As of April 30, 60% of the companies in the S&P 500 have reported first-quarter results, with 86% beating analysts' average earnings per share estimates. That's well above the five-year average of 74%. Overall, reported earnings are 22.8% above estimates, compared to the five-year average of 6.9%.

Strong earnings have improved valuations. They have pushed the forward 12-month price-earnings ratio down to 22.0, from 38.63 back in January, and close to the historical S&P average of 19.4.

Revenues have also been robust, with 78% of S&P 500 companies reporting revenues that beat analysts' average estimates, well above the five-year average of 64%. Overall, reported revenues are 3.7% above the estimates, compared to the 1.0% five-year average.

Positive earnings and revenue surprises stretched across several sectors led by the information technology, communication services and consumer discretionary sectors.

While impressive, first-quarter 2021 earnings and revenue should be placed in the proper context.
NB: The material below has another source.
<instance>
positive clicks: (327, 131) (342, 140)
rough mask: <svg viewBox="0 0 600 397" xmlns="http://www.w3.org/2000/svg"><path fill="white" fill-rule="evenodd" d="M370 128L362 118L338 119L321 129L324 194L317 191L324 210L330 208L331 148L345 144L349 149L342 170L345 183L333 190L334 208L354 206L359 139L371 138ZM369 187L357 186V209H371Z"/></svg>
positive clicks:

They are compared against the first quarter of 2020, which was a bad quarter due to the outbreak of the Covid-19 pandemic. And that could explain why the rally that follows good earnings reports fades a few days later in some cases.

Also, first-quarter revenue got a boost from unprecedented monetary and fiscal stimulus, which is hard to sustain without the usual side effects of rising government deficits and inflationary expectations.

Wall Street knows too well what all means for interest rates, future earnings, revenue and equity prices.